Belagsprobleme / PCTG Eastman MN058

  • Hallo in die Runde,

    ich war bisher stiller Mitleser aber wollte mich mal mit meinem Problem an euch wenden.
    Ich bin gerade daran ein Werkzeug einzufahren welches mit PCTG ( Eastman MN058) gespritzt wird. Material bisher für uns unbekannt gewesen.
    Es besteht das Problem, dass sich nach kurzer Zeit 0,5 -1 Stunde im Serienlauf wachsartige Ablagerungen in der Kavität ablegen. Diese Ablagerungen lassen sich nur durch nachpolieren beseitigen.
    Kavitäten hochglanzpoliert und Beschichtet für bessere Entformung und Oberflächenhärte. Nach Reinigung mit Iso-Alk reicht es nur für 3-5 Schuss. Ablagerungen bilden so starke Anhaftkräfte, dass eine Entformung nicht mehr möglich ist. Entlüftung bereits aufs Maximum angebunden und ebenfalls wird Vakuum gezogen, desweiteren am Fließwegende wurde ein Entlüftungsstift eingebracht, allerdings ohne Erfolg.

    Anwendungstechniker des Materialherstellers waren schon mehrfach da allerdings wissen die auch keine Lösung.


    Jemand Erfahrungen mit dem Material im Bezug auf Ablagerungen und hat evtl einen Lösungsweg? Vielleicht helfen ja auch Abhilfen, welche bei anderen Materialien die Belagbildung verbessert haben.


    Gruß und vielen Dank

  • Anwendungstechniker des Materialherstellers waren schon mehrfach da allerdings wissen die auch keine Lösung.

    Keinen Vorwurf machen: Die lernen das (0-8-15-)Spritzgießen auch nur nach Lehrbuch .... ;) ;)

    Jemand Erfahrungen mit dem Material im Bezug auf Ablagerungen und hat evtl einen Lösungsweg?

    Die Ablagerungen sind kondensierte Ausgasungen.

    Abstellmaßnahme: Dosierprozess so gestalten, dass das "Entgasen beim Plastifizieren" funktioniert, Voraussetzung ist die klassische 3-Zonen-Schnecke!

    Der gesamte Plastifizierprozess muss optimiert werden - wichtig dabei: Das richtige Temperaturgefälle im Zylinder.

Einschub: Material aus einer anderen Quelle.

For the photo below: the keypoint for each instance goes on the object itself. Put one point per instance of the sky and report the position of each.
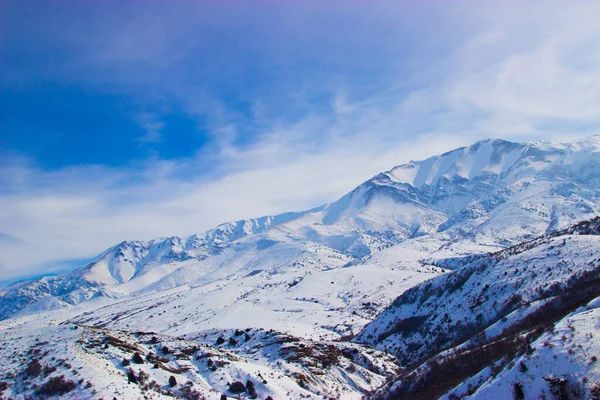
(124, 120)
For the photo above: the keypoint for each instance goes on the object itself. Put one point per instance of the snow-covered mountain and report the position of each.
(275, 300)
(478, 330)
(471, 200)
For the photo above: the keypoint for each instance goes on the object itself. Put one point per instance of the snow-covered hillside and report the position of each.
(275, 300)
(471, 200)
(81, 362)
(481, 322)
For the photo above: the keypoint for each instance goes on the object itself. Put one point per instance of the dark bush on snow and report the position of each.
(34, 368)
(237, 387)
(251, 390)
(131, 376)
(56, 386)
(137, 358)
(518, 393)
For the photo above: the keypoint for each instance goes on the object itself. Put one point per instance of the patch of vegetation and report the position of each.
(56, 386)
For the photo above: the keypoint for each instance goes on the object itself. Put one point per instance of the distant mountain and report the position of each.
(475, 199)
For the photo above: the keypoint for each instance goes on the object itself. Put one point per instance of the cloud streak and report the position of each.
(299, 105)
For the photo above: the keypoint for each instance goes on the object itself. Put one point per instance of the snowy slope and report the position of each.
(91, 362)
(475, 199)
(503, 309)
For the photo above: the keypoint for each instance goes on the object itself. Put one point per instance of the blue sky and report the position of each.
(133, 120)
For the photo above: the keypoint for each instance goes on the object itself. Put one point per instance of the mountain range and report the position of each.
(429, 265)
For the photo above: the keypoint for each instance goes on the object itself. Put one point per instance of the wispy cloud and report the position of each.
(299, 104)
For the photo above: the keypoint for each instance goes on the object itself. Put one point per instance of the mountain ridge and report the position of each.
(464, 197)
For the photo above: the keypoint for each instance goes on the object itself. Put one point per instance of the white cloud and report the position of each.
(526, 66)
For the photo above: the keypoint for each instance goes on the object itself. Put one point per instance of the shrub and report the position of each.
(191, 394)
(34, 368)
(251, 389)
(522, 367)
(48, 369)
(56, 386)
(143, 377)
(518, 393)
(131, 376)
(137, 358)
(237, 387)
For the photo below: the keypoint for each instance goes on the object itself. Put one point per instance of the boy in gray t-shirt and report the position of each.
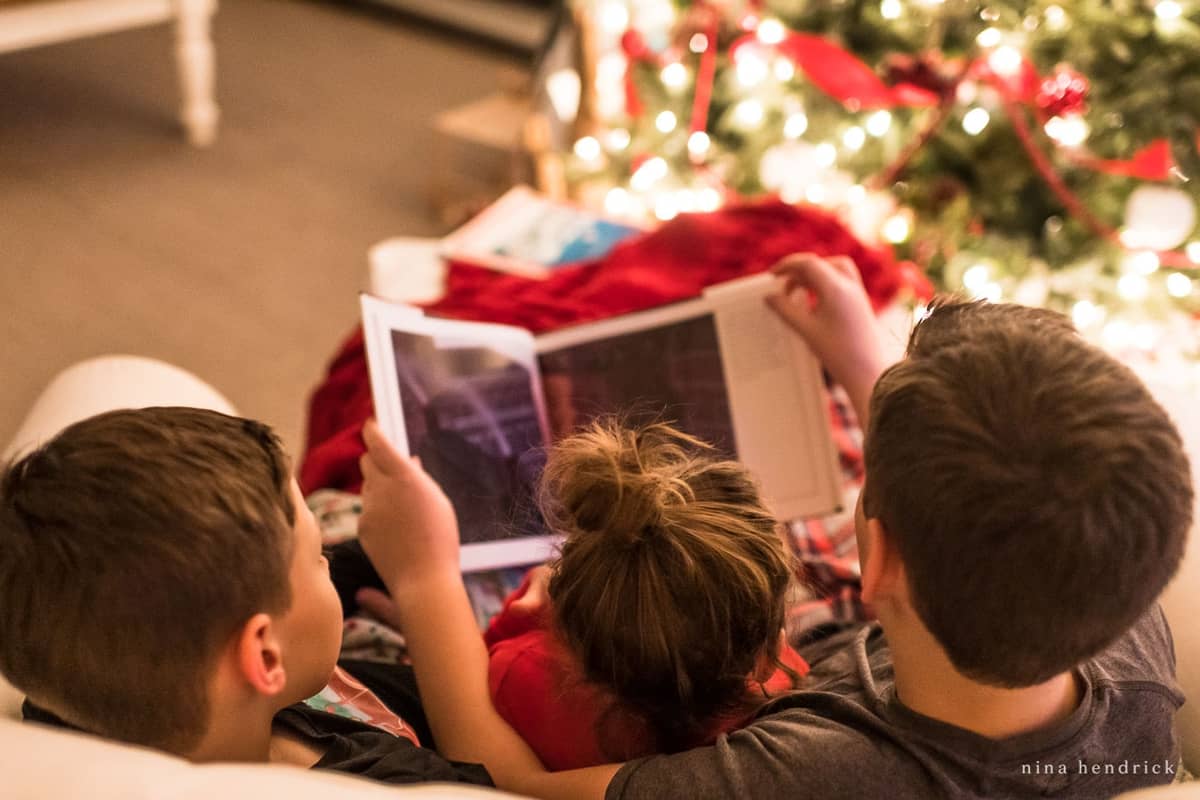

    Bring mal folgende Parameter vom jetzigen Prozess:

    - Temperaturempfehlung vom Materialhersteller laut Datenblatt ....°C bis ....°C

    - Jetzige Zylindertemperaturen mit Düse beginnend --> Einzug

    - Jetzige Heisskanaltemperaturen

    - Schneckendurchmesser

    - Wieviel Schuss sind im Zylinder laut Dosierweg (max. möglicher Dosierweg geteilt durch Ist-Dosierweg)

    - IST-Dosierweg (mm)

    - Staudruck spezifisch (bar)

    - Dekompression (mm)

    - Massepolster (mm)

    - Umschaltpunkt (mm)

    - Zykluszeit

    - Werkzeugtemperatur/Temperierung

    - Umschaltung bei wieviel % Füllung lt. Füllstudie?

    - Einspritzzeit

    - Anzahl Geschwindigkeitsprofilstufen beim Einspritzen

    - Werkzeugtemperatur

  • Temperaturempfehlung vom Hersteller: 277°C-290 °C
    Zylindertemperaturen: 290-288-286-284-282-280-278-277°C Einzug 70°C
    Heißkanaltemperatur : Anschlussdüse, Block und 2x Düsen je 290 °C
    Schneckendurchmesser : 45mm
    2,33 Schuss im Zylinder
    Ist dosierweg : 82,7mm
    Staudruck: 50 Bar
    Deko: 7,5mm
    Massepolster: 14,8mm
    USP: 17,4mm

    Zykluszeit: 34s
    Werkzeugtemperatur: Düsenseite 40 °C / Auswerferseite 30°C
    Umschaltung bei 98 % Füllung
    Einspritzzeit: 3,03s
    Einspritzen: 4 Stufen 34,6mm/s ->44mm
    25,2 mm/s -> 25,2mm
    18,9 mm/s -> 20,4mm
    12,6 mm/s ->17,4mm

    Vielen Dank schonmal vorab!

  • Da fallen mir spontan ein paar Auffälligkeiten auf:

    - 8 Heizzonen? Ich kenne 4-6+Düse

    -> lt. Google liegt der Schmelzpunkt des Materials bei 286°C; aber nicht täuschen lassen: durch die Scherwärme beim drehen der Schnecke kann das Material sogar heißer als die Heizbänder werden, daher sogar schon lt. Hersteller 10K unter nominaler Schmelztemp. verarbeitbar

    -> Sehr geringes Temperaturgefälle, normalerweise hat man (Ausnahmen bestätigen die Regel) etwa 10K Differenz zwischen den Zonen und überschreitet die Schmelztemperatur erst in der 2.-3. Zone (damit das Material nicht gleich hinterm Einzug plastifiziert, verklebt und austretende Gase noch durch das "Schüttgut" entweichen können -> da kommt vermutlich euer Entgasungsproblem her


    - 14,8 mm Massepolster kommt mir doch sehr viel vor, Faustformel sind etwa 5% Dosierweg, also ca. 4-5 mm

    - der Umschaltpunkt könnte sicher auch noch ein Stück später sein, wenn di e Schwindung ähnlich dem Verwandten PET ist, sind es 1,5-2%, ihr Drückt aber knapp 4% Material nach.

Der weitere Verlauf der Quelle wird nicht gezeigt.